Küçük bir odada, yıkılışıma, yeniden ayağa kalkışıma, mutluluğun dibine vurduğum şu günlere şahitlik eden; ezildiğim, yüceltildiğim, sırlarımı paylaştığım, yalnızlığımı anlattığım bu odada hiç bir zaman yalnız kalamayışımı dinleyeceğim söylediğim şarkılarla.
"Yalnızlık kaç boyutludur?" diye sordu Berduşt. Ve Kelebek şöyle dedi:
Yalnızlık, sonsuzluktur. Bu yüzden ki soyuttur. Ve dostum yalnızlığın boyutu yoktur. Varolmak bir boyutsa da tek boyutludur yalnızlık. Yani nereden bakarsan bak yoktur. Yalnızlık ya bu adında saklı sorunun cevabı. Tek, bir, yalnız boyutludur. Her kapısı kendine çıkan saçma bir labirent gibi, dolambaçlı sokakları olan bir şehirdir yalnızlık.
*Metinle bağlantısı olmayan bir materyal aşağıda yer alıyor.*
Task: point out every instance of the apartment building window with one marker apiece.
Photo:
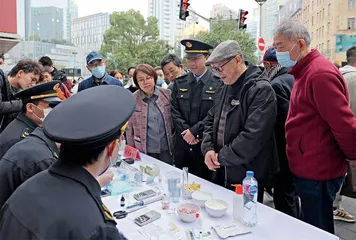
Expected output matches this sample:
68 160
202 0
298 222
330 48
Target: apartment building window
351 23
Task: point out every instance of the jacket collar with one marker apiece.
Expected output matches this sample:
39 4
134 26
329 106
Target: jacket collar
298 70
31 125
38 132
77 173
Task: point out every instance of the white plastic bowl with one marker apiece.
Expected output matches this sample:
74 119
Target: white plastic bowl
216 208
185 217
200 198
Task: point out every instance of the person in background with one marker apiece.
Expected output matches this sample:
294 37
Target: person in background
130 83
192 98
238 134
172 68
56 74
25 74
150 127
160 78
349 73
37 101
96 65
2 59
284 195
118 75
320 127
61 199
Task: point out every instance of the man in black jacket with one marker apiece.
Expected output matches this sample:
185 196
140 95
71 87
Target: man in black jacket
25 74
238 134
192 97
37 101
284 194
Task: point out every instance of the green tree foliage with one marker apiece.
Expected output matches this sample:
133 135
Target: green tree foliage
132 40
228 30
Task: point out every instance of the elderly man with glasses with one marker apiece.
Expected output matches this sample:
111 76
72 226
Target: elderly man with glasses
97 65
238 134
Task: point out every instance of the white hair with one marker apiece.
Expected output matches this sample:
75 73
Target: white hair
293 30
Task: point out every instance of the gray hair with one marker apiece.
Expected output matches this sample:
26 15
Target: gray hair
293 30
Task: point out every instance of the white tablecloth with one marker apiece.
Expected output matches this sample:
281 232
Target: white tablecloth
272 224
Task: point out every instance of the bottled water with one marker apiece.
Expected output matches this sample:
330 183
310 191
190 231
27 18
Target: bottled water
250 191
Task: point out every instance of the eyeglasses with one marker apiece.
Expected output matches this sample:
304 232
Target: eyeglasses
220 68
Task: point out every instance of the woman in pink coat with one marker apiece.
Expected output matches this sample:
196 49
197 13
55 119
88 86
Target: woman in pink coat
150 127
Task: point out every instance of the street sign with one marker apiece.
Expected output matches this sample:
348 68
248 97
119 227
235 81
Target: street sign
261 44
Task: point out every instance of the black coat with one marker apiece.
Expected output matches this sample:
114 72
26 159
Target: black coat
248 137
25 159
9 105
62 202
17 130
282 84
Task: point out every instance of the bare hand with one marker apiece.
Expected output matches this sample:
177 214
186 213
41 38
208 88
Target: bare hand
105 178
188 136
211 160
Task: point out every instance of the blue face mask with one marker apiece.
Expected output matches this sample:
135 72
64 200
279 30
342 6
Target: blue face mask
284 59
98 72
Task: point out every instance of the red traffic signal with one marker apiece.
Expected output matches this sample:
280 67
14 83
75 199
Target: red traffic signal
242 19
184 13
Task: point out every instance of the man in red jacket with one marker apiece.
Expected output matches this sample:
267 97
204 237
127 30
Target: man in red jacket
320 128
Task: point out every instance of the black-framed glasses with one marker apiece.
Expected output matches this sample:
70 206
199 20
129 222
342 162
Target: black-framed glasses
220 68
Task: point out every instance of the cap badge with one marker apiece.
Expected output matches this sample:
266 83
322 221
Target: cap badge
235 102
55 87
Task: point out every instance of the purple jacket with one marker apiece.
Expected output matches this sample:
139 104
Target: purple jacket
136 133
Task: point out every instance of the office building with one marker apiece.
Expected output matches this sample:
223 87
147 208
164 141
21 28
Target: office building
222 12
332 26
169 24
47 23
88 32
24 18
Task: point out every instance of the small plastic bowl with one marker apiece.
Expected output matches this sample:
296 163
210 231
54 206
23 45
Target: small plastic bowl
188 217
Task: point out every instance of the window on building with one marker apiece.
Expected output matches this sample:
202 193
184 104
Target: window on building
351 23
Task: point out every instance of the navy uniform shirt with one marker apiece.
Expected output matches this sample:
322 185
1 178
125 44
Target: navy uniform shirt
17 130
69 207
25 159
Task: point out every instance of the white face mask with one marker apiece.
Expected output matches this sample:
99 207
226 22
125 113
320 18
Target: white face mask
45 111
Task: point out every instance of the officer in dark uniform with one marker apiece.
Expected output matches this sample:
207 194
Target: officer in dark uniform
64 201
36 101
192 98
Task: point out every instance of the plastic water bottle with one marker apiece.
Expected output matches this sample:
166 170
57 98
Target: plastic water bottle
250 191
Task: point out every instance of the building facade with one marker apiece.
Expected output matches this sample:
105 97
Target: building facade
47 23
331 24
169 24
88 32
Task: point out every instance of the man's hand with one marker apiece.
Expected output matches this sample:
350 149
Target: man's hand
211 160
188 137
105 178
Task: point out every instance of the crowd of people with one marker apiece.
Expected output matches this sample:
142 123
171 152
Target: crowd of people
291 120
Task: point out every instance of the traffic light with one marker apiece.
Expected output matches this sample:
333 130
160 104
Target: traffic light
242 19
184 13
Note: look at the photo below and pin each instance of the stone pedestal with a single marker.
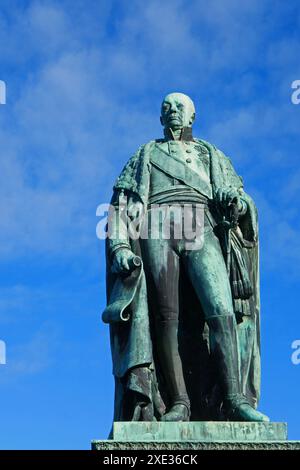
(205, 435)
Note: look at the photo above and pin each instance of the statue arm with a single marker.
(117, 224)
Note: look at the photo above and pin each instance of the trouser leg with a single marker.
(161, 264)
(207, 272)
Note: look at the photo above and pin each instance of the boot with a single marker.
(224, 349)
(171, 365)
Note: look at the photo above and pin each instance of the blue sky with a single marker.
(84, 84)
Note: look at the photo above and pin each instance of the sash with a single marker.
(180, 170)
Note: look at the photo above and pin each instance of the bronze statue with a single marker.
(183, 311)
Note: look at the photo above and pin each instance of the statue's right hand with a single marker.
(121, 261)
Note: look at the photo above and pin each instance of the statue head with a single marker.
(177, 111)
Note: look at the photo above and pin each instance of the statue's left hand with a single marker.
(226, 196)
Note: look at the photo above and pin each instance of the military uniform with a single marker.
(180, 174)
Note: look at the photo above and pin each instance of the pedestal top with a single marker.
(204, 431)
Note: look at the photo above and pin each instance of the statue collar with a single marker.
(186, 134)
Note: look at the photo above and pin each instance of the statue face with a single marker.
(177, 111)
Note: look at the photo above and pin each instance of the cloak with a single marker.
(139, 387)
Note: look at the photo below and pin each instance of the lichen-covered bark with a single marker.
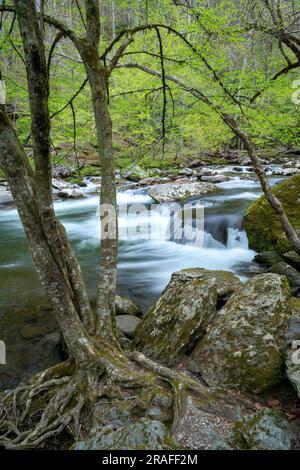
(17, 169)
(98, 76)
(38, 87)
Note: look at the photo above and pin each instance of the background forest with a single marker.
(227, 34)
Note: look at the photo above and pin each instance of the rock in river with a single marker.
(180, 191)
(126, 306)
(183, 312)
(262, 224)
(265, 430)
(127, 324)
(143, 434)
(245, 344)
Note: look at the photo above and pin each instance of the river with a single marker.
(144, 265)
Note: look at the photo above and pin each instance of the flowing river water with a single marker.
(144, 265)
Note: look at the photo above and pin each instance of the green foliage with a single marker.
(244, 62)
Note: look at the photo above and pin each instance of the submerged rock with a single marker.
(5, 194)
(262, 224)
(245, 344)
(66, 190)
(267, 258)
(127, 324)
(142, 435)
(293, 259)
(265, 430)
(180, 191)
(215, 178)
(182, 314)
(126, 306)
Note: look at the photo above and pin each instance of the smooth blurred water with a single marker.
(144, 266)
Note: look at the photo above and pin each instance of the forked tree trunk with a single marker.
(16, 167)
(40, 126)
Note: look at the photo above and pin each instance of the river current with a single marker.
(144, 265)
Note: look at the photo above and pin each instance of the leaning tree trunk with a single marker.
(16, 167)
(274, 202)
(98, 77)
(38, 86)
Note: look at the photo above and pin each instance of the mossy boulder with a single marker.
(265, 430)
(262, 224)
(292, 362)
(291, 273)
(182, 314)
(244, 346)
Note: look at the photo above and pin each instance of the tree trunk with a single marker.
(17, 169)
(98, 79)
(40, 127)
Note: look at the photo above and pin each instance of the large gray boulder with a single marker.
(144, 434)
(265, 430)
(293, 347)
(179, 191)
(291, 273)
(244, 346)
(182, 314)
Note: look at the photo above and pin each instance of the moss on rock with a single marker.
(262, 224)
(245, 345)
(183, 313)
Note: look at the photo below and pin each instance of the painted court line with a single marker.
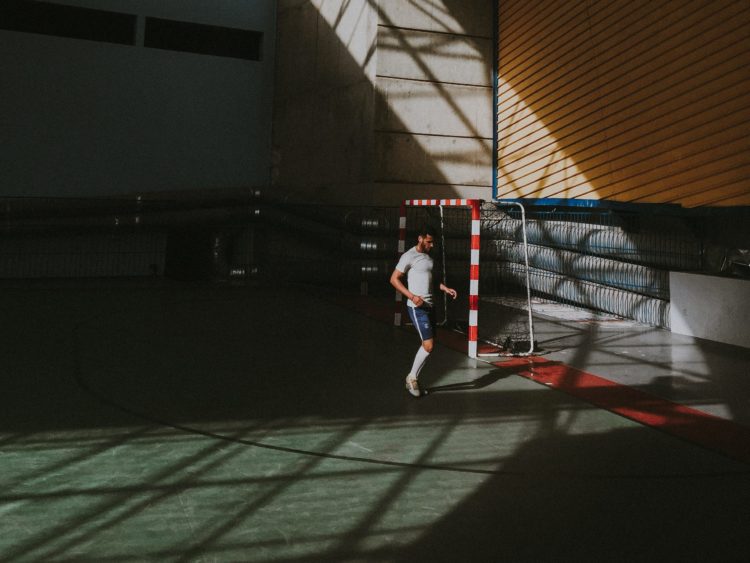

Bir şehrin kalabalığında seni hiç bir insanın anlayamamasıdır bazen, bazen de seni anlayabilecek tek insanın bin fersah ötedeki şehirde varlığından bihaber uyumasıdır bir aşiftenin kollarında. Hasrettir, vuslattır yalnızlık. Doğumdan, ölüme koşarken geçtiğimiz yollardır işte, her döneminde farklı hayatlara misafir olduğumuz ve nice misafirleri ağırladığımız. Hiç kimseye "Artık ben varım." diyememektir varlığından şüphe ederken. Cesaret istemez ama, tembel işidir, güçsüz işidir çoğu. Korkmaya cesaretin yoksa yalnızsın...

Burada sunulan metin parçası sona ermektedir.